Glendy, 14 ans, est entré dans son bureau avec 10 crises par jour en raison d’une encéphalite auto-immune. Avant de voir le Dr Alzamora, elle était à un moment donné dans le coma médical depuis 45 jours. Elle a également contracté une hépatite d’origine médicamenteuse, causée par des médicaments qui lui avaient été prescrits.

Les parents de Glendy ont acheté de l’huile de CBD aux États-Unis, ce qui a permis de réduire les crises. Cependant, acheter de l’huile de CBD importée n’était pas financièrement viable pour la famille, alors le Dr Alzamora a trouvé une source locale d’huile de CBD. Ou c’est ce qu’il pensait.

«Les cannabinoïdes acides ouvrent tout un spectre de possibilités thérapeutiques.» – Dr Max Alzamora

Il s’avère que l’huile de CBD n’avait pas été décarboxylée et que Glendy prenait en fait du CBDA. Cela a été confirmé plus tard lorsque l’huile a été envoyée pour analyse dans un laboratoire californien. Et devinez quoi – ses crises ont encore diminué. En fait, au dernier décompte, Glendy, maintenant 16 ans, n’a que dix crises par an et ne prend plus de médicaments antiépileptiques pharmaceutiques. Son développement cognitif, son anxiété, son comportement autistique et sa qualité de vie globale se sont tous nettement améliorés depuis le passage à l’huile CBDA.

«Alors que j’obtenais déjà de bons résultats chez mes patients avec des traitements aux cannabinoïdes contenant du THC et du CBD», explique le Dr Alzamora, «le CBDA a été particulièrement efficace dans le traitement de l’épilepsie, de la maladie de Parkinson et des conditions inflammatoires.
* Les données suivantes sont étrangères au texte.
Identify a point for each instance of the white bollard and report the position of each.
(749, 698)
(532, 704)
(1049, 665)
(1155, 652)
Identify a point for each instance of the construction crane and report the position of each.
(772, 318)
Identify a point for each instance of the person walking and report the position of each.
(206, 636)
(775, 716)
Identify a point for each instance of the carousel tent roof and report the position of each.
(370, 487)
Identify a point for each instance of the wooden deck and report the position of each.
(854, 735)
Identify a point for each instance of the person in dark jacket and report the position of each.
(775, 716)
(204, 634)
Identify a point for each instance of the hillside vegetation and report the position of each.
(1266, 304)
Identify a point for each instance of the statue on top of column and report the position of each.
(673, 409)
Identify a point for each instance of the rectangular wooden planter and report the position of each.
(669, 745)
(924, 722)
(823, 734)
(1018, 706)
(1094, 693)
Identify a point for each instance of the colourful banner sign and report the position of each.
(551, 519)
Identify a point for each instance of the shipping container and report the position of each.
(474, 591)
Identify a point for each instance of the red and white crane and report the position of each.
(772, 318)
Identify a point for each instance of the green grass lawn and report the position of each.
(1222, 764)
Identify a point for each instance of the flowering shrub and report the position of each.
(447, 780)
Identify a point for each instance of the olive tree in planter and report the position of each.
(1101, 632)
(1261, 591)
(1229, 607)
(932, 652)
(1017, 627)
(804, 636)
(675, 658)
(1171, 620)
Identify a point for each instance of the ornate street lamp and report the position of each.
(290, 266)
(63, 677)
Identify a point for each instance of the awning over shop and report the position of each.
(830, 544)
Pour moi, les cannabinoïdes acides ouvrent tout un spectre de possibilités thérapeutiques.

Mais les scientifiques médicaux ont encore beaucoup à apprendre sur les multiples mécanismes d’action du CBDA en ce qui concerne l’épilepsie et d’autres conditions. «Personnellement, je rassemblerai plus de preuves qui, je l’espère, profiteront aux patients», affirme Alzamora.

CBDA anti-inflammatoire

Avec l’épilepsie de Glendy causée par une maladie auto-immune, il est possible que sa réponse positive au CBDA soit en partie attribuable à l’action anti-inflammatoire du cannabinoïde acide, qui peut se produire en raison de son rôle d’inhibiteur sélectif de la Cox-2.5

Il existe deux types d’enzymes Cyclooxygénase (Cox): Cox-1 maintient la muqueuse normale de l’estomac et des intestins, et Cox-2 a un effet pro-inflammatoire. Les anti-inflammatoires non stéroïdiens, tels que l’aspirine et l’ibuprofène, inhibent les enzymes Cox-1 et Cox-2. En inhibant Cox-1, l’utilisation à long terme de ces médicaments en vente libre peut entraîner des complications gastro-intestinales majeures.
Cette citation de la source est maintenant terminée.